The underlying noise estimation procedure ( Fig. 2 ) is stable, accurate, and does not depend on spatial correlations or the existence of a background region. It also avoids dealing with spatially correlated noise, which is common in DTI due to up-sampling and/or interpolation. With the widespread use of parallel imaging methods, this noise level estimator – while specifically developed for use in our improved tensor estimation procedure – could also have far wider utility beyond diffusion tensor imaging.

### 5.3. Conclusion

The bimodal performance of DTEMRL suggests an opportunity for a hybrid approach to tensor estimation even when SNR is unknown. Simulations indicate that DTEMRL either substantially improves tensor estimation or results in degraded reliability ( Fig. 1 ) which is influenced by initialization. The newly presented noise level estimation method provides a robust SNR estimate that does not depend on tensor estimation, while the LLMMSE method estimates FA. Together, these estimates may enable a decision framework to transition between DTEMRL and LLMSE based on expected performance.

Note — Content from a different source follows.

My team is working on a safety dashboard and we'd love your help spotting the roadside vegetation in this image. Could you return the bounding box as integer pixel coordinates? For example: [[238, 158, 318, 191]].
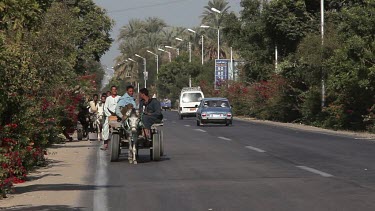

DTEMRL provides a platform on which to develop ML approaches for robust DW image analysis, regularization, and spatial filtering. MR images are often corrupted by artifacts which are not well modeled by additive or Rician noise. Detection and/or removal of these artifacts could be accomplished directly with likelihood measures. Alternatively, DTEMRL could be desensitized to outliers through use of a robust likelihood function. Furthermore, prior probabilities could be associated with spatial distribution for tensor field regularization or with the tensors themselves to transform this maximum likelihood approach into a Bayesian maximum a posteriori approach. To facilitate clinical applications and further research, the DTEMRL research software may be optimized, as the current Matlab implementation requires 200 ms per voxel on a PC.